Z'avez pas vu Eva?
Au moment où la crise financière n'en finit pas d'asphyxier l'économie mondiale, alors que les héritiers des sinistres colonels - les dirigeants du parti d'extrême droite LAOS - viennent de faire leur retour au sein du gouvernement grec dans l'indifférence quasi générale d'Hellènes obnubilés par l'effondrement de leur pouvoir, de quoi se préoccupe-t-on en France?
En cet automne où malgré la nomination d'austères technocrates en remplacement du bouffon Berlusconi, l'Italie n'en finit pas de boucher son trou en empruntant à des taux de plus en plus prohibitifs, qu'est-ce qui fait l'actualité politique chez nous cette fin de semaine? La menace pour notre pays de perdre ce fameux triple A auquel le gouvernement s'accroche comme au radeau de la Méduse et Nicolas Sarkozy comme à l'indispensable talisman de son hypothétique réélection en mai prochain? Vous n'y êtes pas. Encore que l'affaire qui agite actuellement la médiasphère et l'opposition ait effectivement à voir avec la campagne présidentielle...

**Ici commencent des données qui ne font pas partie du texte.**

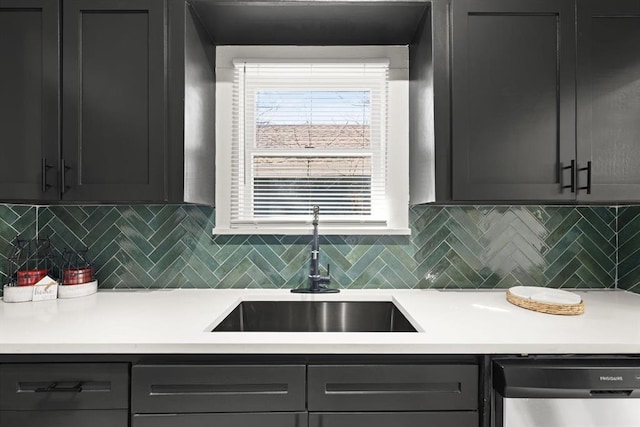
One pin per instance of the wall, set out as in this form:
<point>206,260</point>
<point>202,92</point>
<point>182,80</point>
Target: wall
<point>165,246</point>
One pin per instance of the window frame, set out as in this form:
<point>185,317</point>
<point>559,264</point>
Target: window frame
<point>397,159</point>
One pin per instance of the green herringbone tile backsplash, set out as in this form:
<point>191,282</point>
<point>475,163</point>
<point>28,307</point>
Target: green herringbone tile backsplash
<point>629,248</point>
<point>464,247</point>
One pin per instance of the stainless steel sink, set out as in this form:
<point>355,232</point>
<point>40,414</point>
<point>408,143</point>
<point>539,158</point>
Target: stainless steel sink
<point>315,316</point>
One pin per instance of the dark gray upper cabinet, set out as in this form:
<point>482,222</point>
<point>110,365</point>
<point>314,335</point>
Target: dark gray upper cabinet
<point>113,106</point>
<point>83,116</point>
<point>513,99</point>
<point>608,95</point>
<point>29,127</point>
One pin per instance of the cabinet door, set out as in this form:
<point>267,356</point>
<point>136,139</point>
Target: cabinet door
<point>395,419</point>
<point>513,99</point>
<point>257,419</point>
<point>113,128</point>
<point>29,99</point>
<point>609,99</point>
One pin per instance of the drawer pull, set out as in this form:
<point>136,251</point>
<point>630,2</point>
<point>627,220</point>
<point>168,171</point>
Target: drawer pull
<point>218,389</point>
<point>391,388</point>
<point>57,388</point>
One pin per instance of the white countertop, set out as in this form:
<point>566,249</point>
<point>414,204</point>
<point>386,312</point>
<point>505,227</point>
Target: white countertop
<point>450,322</point>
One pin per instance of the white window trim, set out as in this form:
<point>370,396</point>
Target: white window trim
<point>397,185</point>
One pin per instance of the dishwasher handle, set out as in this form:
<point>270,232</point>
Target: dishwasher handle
<point>567,378</point>
<point>566,393</point>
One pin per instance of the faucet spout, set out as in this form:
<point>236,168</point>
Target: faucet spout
<point>317,282</point>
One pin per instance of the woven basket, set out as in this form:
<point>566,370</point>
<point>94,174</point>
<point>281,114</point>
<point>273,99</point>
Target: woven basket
<point>545,307</point>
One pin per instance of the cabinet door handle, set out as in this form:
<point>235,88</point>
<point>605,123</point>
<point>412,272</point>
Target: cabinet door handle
<point>588,169</point>
<point>45,168</point>
<point>54,388</point>
<point>63,181</point>
<point>572,168</point>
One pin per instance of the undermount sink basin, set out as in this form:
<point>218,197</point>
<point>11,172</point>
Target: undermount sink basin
<point>315,316</point>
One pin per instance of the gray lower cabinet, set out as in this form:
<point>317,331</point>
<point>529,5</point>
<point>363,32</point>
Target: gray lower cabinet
<point>93,418</point>
<point>64,394</point>
<point>392,387</point>
<point>395,419</point>
<point>300,395</point>
<point>261,419</point>
<point>159,389</point>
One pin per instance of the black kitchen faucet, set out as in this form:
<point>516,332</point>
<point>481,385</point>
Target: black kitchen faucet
<point>317,282</point>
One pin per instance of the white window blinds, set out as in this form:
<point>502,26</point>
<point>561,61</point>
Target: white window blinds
<point>309,133</point>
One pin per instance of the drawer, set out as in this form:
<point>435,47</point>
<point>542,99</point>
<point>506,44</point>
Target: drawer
<point>395,419</point>
<point>59,386</point>
<point>392,387</point>
<point>262,419</point>
<point>95,418</point>
<point>217,388</point>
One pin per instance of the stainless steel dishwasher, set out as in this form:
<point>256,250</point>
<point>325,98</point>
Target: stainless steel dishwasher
<point>566,392</point>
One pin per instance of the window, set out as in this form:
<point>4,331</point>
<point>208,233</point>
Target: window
<point>295,131</point>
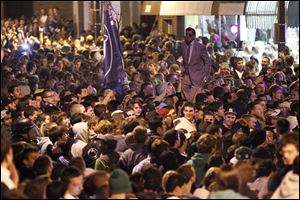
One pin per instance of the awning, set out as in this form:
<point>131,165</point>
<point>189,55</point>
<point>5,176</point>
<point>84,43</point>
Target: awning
<point>181,8</point>
<point>260,14</point>
<point>293,14</point>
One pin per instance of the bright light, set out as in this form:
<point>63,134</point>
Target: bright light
<point>25,46</point>
<point>234,29</point>
<point>148,8</point>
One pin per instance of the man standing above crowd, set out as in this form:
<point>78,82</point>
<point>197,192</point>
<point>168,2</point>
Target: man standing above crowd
<point>196,65</point>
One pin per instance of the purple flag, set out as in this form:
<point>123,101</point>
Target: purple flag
<point>113,60</point>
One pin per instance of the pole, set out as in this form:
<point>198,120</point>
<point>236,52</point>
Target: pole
<point>281,24</point>
<point>97,15</point>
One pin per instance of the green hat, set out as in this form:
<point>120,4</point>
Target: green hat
<point>119,182</point>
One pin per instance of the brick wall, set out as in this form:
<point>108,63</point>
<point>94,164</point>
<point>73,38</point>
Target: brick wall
<point>65,7</point>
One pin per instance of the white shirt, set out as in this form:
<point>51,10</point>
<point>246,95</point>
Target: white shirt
<point>240,74</point>
<point>69,196</point>
<point>5,178</point>
<point>191,50</point>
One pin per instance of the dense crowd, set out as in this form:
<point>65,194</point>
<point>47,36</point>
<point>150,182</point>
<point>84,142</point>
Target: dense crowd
<point>64,135</point>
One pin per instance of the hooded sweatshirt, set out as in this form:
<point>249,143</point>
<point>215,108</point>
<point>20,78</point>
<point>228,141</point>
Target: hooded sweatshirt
<point>199,162</point>
<point>226,194</point>
<point>288,188</point>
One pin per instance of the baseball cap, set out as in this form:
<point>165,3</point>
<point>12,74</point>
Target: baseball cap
<point>230,111</point>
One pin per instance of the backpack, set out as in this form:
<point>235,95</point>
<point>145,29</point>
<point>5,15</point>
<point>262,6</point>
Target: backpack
<point>91,152</point>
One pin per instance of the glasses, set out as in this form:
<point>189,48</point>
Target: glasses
<point>189,34</point>
<point>49,96</point>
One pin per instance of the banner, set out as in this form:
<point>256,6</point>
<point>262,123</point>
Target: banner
<point>113,60</point>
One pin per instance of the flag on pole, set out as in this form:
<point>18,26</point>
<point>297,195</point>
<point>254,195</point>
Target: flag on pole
<point>113,60</point>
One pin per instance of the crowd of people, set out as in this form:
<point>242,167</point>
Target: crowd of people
<point>64,135</point>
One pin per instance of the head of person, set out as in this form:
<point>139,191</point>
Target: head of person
<point>14,91</point>
<point>290,148</point>
<point>206,143</point>
<point>174,184</point>
<point>189,111</point>
<point>50,97</point>
<point>239,64</point>
<point>265,61</point>
<point>276,92</point>
<point>190,34</point>
<point>230,117</point>
<point>256,109</point>
<point>43,166</point>
<point>209,117</point>
<point>140,134</point>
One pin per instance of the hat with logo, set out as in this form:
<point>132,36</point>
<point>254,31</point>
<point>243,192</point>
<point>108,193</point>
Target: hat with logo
<point>230,111</point>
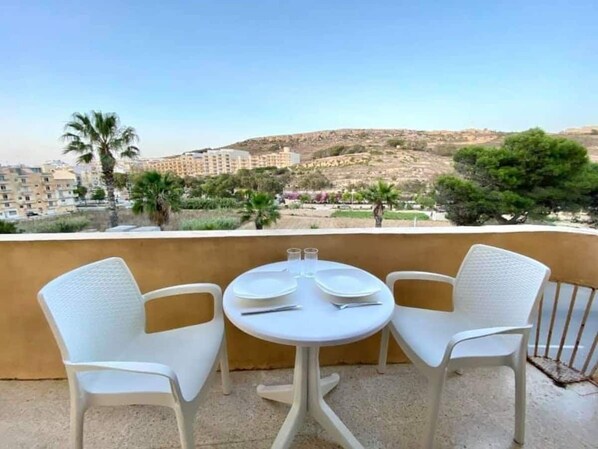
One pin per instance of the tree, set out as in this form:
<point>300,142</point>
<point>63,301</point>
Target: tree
<point>98,194</point>
<point>100,136</point>
<point>380,195</point>
<point>531,174</point>
<point>81,192</point>
<point>157,196</point>
<point>261,209</point>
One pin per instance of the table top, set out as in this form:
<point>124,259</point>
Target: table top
<point>318,322</point>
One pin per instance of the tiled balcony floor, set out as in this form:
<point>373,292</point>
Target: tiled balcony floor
<point>383,411</point>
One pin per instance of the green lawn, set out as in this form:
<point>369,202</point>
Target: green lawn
<point>388,215</point>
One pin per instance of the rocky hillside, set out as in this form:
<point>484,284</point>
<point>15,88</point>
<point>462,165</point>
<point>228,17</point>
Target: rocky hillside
<point>352,155</point>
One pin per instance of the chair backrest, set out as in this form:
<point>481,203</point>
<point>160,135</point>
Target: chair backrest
<point>497,287</point>
<point>94,310</point>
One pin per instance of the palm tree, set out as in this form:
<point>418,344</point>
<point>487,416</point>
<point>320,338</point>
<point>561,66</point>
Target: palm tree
<point>99,136</point>
<point>156,195</point>
<point>380,195</point>
<point>261,209</point>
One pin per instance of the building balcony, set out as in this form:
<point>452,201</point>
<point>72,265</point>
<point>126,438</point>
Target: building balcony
<point>383,411</point>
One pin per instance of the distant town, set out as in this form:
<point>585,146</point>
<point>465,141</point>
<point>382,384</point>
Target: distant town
<point>51,187</point>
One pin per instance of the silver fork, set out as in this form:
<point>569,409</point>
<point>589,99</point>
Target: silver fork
<point>348,305</point>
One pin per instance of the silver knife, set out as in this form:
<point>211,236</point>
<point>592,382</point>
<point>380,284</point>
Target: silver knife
<point>273,309</point>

La grande question est en effet de savoir ce qu'est devenue Eva Joly. Depuis le pataqués de l'accord entre EELV et le PS sur le nucléaire, c'est silence radio du côté de la candidate des Verts à l'Elysée. Jeudi soir l'ancienne magistrate a fait faux bond à France 2 où elle devait débattre avec Jean-François Copé.
Qu'Eva Joly ait cherché en plein psychodrame entre PS et les Verts à ne pas s'exposer ce soir là (même si cette façon de faire faux bond ne la grandit pas), on le comprend. Mais voilà, alors que les choses sont enfin clarifiées entre les «alliés» de gauche, Eva Joly reste toujours aux abonnés absents.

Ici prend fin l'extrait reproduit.